1. Define Dependencies and Images

from tensorlake.applications import Image

# Image with Chromium, pydoll, and dependencies for web scraping
scraper_image = (
    Image(name="scraper-to-atlas-image", base_image="python:3.11.0")
    .env("DEBIAN_FRONTEND", "noninteractive")
    .run("apt-get update && apt-get install -y chromium ...") # System deps
    .run("pip install pydoll-python tensorlake beautifulsoup4 markdownify pymupdf4llm")
)

# Image for embedding and MongoDB operations
embedding_image = (
    Image(name="embedding-image", base_image="python:3.11.0")
    .run("pip install tensorlake voyageai pymongo")
)

2. Main Scraping Logic (scraper_to_atlas.py)

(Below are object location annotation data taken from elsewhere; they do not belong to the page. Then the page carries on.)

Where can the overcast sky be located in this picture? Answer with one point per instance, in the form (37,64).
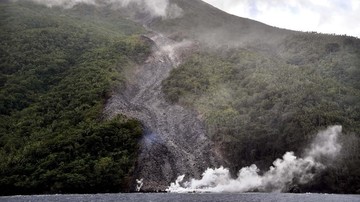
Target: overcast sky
(326,16)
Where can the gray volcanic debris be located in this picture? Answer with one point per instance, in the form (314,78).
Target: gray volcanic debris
(175,141)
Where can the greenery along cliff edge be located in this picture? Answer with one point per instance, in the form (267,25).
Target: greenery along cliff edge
(260,91)
(56,70)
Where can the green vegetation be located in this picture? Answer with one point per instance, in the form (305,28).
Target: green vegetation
(56,70)
(257,105)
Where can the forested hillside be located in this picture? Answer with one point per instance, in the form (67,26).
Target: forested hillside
(259,104)
(56,70)
(244,91)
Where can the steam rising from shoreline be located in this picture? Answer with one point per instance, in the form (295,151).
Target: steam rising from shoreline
(156,8)
(285,172)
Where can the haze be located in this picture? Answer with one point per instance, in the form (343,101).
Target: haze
(325,16)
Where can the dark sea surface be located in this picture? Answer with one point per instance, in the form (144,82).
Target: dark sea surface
(162,197)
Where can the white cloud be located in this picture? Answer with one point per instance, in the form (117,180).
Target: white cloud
(326,16)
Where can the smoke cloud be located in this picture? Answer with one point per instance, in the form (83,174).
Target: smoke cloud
(285,172)
(156,8)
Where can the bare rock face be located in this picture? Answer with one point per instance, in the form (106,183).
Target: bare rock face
(175,142)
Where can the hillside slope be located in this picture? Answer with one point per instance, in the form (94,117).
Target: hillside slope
(234,92)
(262,91)
(56,71)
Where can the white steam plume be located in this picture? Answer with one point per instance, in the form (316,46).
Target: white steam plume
(285,172)
(157,8)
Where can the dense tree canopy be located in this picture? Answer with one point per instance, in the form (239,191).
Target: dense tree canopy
(257,105)
(55,73)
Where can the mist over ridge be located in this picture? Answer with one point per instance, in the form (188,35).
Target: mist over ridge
(109,96)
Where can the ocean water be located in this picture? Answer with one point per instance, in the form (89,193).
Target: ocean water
(164,197)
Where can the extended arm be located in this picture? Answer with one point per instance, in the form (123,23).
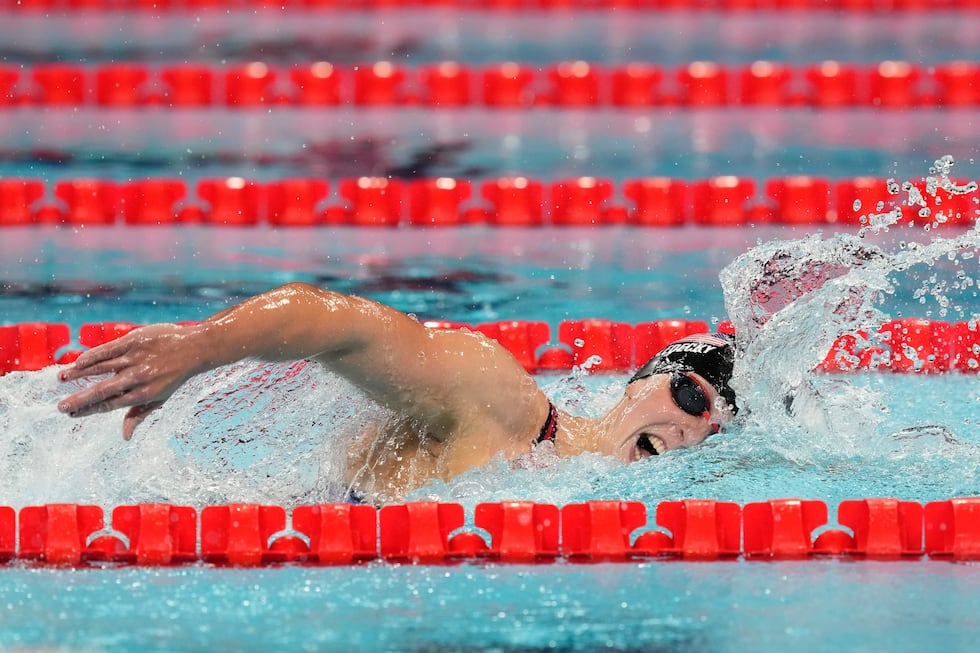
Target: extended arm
(424,373)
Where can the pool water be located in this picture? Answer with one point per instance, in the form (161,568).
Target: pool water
(914,437)
(671,607)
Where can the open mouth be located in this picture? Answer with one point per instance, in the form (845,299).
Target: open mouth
(651,444)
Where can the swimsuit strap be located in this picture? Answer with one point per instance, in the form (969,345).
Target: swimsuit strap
(550,426)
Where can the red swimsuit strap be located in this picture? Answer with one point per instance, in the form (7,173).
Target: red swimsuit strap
(550,426)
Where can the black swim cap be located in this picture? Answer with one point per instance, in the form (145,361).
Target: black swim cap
(710,355)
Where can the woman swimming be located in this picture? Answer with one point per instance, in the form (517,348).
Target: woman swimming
(460,398)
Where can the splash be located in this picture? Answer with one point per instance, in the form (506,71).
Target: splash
(789,301)
(248,432)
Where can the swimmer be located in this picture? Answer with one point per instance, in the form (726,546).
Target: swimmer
(460,398)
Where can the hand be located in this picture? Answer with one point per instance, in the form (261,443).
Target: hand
(147,366)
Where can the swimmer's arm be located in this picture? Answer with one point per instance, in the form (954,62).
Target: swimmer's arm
(388,354)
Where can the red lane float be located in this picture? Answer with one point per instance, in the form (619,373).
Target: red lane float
(504,201)
(894,85)
(523,532)
(907,345)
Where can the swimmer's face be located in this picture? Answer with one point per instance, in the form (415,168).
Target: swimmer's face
(648,422)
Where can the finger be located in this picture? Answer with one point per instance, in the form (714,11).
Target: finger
(95,399)
(135,416)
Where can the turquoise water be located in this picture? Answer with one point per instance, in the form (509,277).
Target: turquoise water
(910,437)
(668,608)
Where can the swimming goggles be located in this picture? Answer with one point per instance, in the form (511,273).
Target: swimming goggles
(689,395)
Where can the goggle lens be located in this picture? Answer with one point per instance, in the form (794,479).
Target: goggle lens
(689,395)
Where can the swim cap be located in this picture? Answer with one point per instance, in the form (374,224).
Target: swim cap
(710,355)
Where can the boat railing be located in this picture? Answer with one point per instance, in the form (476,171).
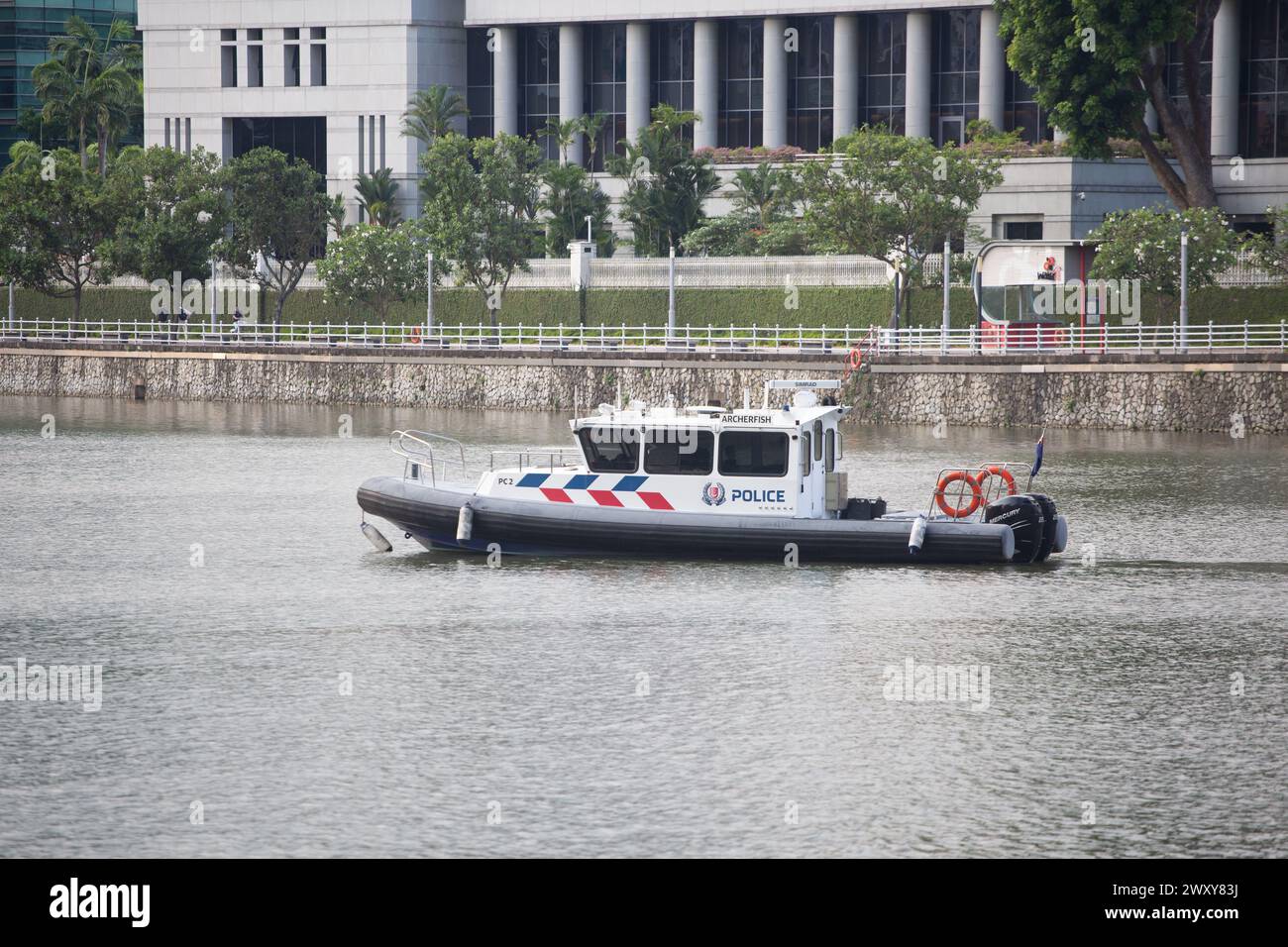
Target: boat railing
(416,449)
(536,459)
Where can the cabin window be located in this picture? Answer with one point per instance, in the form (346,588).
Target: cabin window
(679,451)
(610,450)
(752,454)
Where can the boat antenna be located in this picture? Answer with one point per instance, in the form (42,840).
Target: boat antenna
(1037,460)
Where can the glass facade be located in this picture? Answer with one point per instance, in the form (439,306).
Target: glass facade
(296,138)
(1263,78)
(1022,112)
(809,84)
(742,78)
(604,63)
(478,84)
(883,54)
(25,31)
(954,80)
(539,84)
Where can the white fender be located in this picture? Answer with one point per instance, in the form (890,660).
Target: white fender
(917,536)
(376,539)
(465,525)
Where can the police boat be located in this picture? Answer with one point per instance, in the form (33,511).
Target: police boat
(704,482)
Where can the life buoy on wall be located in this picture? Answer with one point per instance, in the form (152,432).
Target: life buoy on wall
(941,500)
(996,471)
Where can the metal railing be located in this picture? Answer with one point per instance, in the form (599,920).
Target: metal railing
(541,338)
(416,449)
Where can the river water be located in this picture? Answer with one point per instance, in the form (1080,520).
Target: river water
(271,685)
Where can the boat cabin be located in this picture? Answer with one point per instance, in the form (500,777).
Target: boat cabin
(777,460)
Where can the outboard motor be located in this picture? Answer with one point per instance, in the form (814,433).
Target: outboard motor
(1022,513)
(1050,526)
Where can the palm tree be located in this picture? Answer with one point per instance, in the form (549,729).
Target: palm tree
(565,134)
(376,195)
(90,82)
(430,112)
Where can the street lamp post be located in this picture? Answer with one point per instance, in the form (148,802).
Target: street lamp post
(1185,287)
(670,296)
(429,292)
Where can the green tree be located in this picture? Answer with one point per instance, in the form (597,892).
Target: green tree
(278,214)
(373,266)
(432,114)
(54,221)
(568,197)
(91,82)
(765,192)
(481,197)
(666,183)
(1271,250)
(1094,63)
(1146,245)
(896,198)
(565,134)
(175,211)
(377,193)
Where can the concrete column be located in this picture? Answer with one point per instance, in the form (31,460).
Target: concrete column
(1225,80)
(774,118)
(915,116)
(505,77)
(992,69)
(571,84)
(706,82)
(636,77)
(845,73)
(1150,118)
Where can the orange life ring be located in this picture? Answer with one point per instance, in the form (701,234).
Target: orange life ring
(996,471)
(953,476)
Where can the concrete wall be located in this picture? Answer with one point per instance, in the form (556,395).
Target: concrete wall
(1201,393)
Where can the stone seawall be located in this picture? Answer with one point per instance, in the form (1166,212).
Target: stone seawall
(1198,392)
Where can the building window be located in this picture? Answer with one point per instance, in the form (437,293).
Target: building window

The @application entry point orchestrates the crawling process. It manages the BFS queue and dispatches parallel tasks using fetch_and_convert.map().
@application()
@function(secrets=["VOYAGE_API_KEY", "MONGO_URI"])
def scrape_and_embed(input: ScrapeAndEmbedInput) -> dict:
    # ... setup BFS ...

    # Phase 1: Parallel BFS
    for depth in range(max_depth + 1):
        # ... deduce URLs to fetch ...
        
        # Parallel fetch all URLs at this depth level using map()
        results = fetch_and_convert.map(urls_to_fetch)
        
        # ... process results and collect new links ...

    # Phase 2: Process PDFs in parallel
    if pdf_urls:
        pdf_results = fetch_and_convert_pdf.map(list(pdf_urls))

    # Phase 3: Generate embeddings and store
    embed_and_store(all_documents, ...)

3. Page Fetching and Conversion

The fetch_and_convert function runs in the scraper_image and uses PyDoll to render pages.
@function(image=scraper_image, timeout=120, memory=4)
def fetch_and_convert(url: str) -> dict:
    return asyncio.run(_fetch_and_convert_async(url))

async def _fetch_and_convert_async(url: str) -> dict:
    async with Chrome() as browser:
        page = await browser.new_page()
        await page.goto(url)
        html = await page.content()
        # ... extract title and links ...
    
    # Convert to clean markdown
    markdown = _html_to_markdown(html)
    chunks = _chunk_text(markdown)
    return {"url": url, "chunks": chunks, ...}

4. Embedding and Storage

The embed_and_store function runs in the embedding_image and handles interaction with Voyage AI and MongoDB.
@function(image=embedding_image, secrets=["VOYAGE_API_KEY", "MONGO_URI"])
def embed_and_store(documents, mongo_uri, voyage_api_key, ...):
    # Initialize Voyage AI
    vo = voyageai.Client(api_key=voyage_api_key)
    
    # Generate embeddings
    embeddings = vo.embed(texts=[d["text"] for d in documents], model="voyage-4-large")
    
    # Store in MongoDB
    client = pymongo.MongoClient(mongo_uri)
    collection = client[db_name][col_name]
    collection.insert_many([{...} for ...])

Running Locally

  1. Set your environment variables:
    export MONGO_URI="mongodb+srv://..."
    export VOYAGE_API_KEY="voyage-..."
    
  2. Run the application:
    python scraper_to_atlas.py
    

Deploying to Tensorlake

Deploy your scalable scraper to the cloud.
tensorlake secrets set MONGO_URI="mongodb+srv://..."
tensorlake secrets set VOYAGE_API_KEY="voyage-..."
tensorlake deploy scraper_to_atlas.py
Your scraper will now run in the cloud, automatically scaling to handle hundreds of pages in parallel!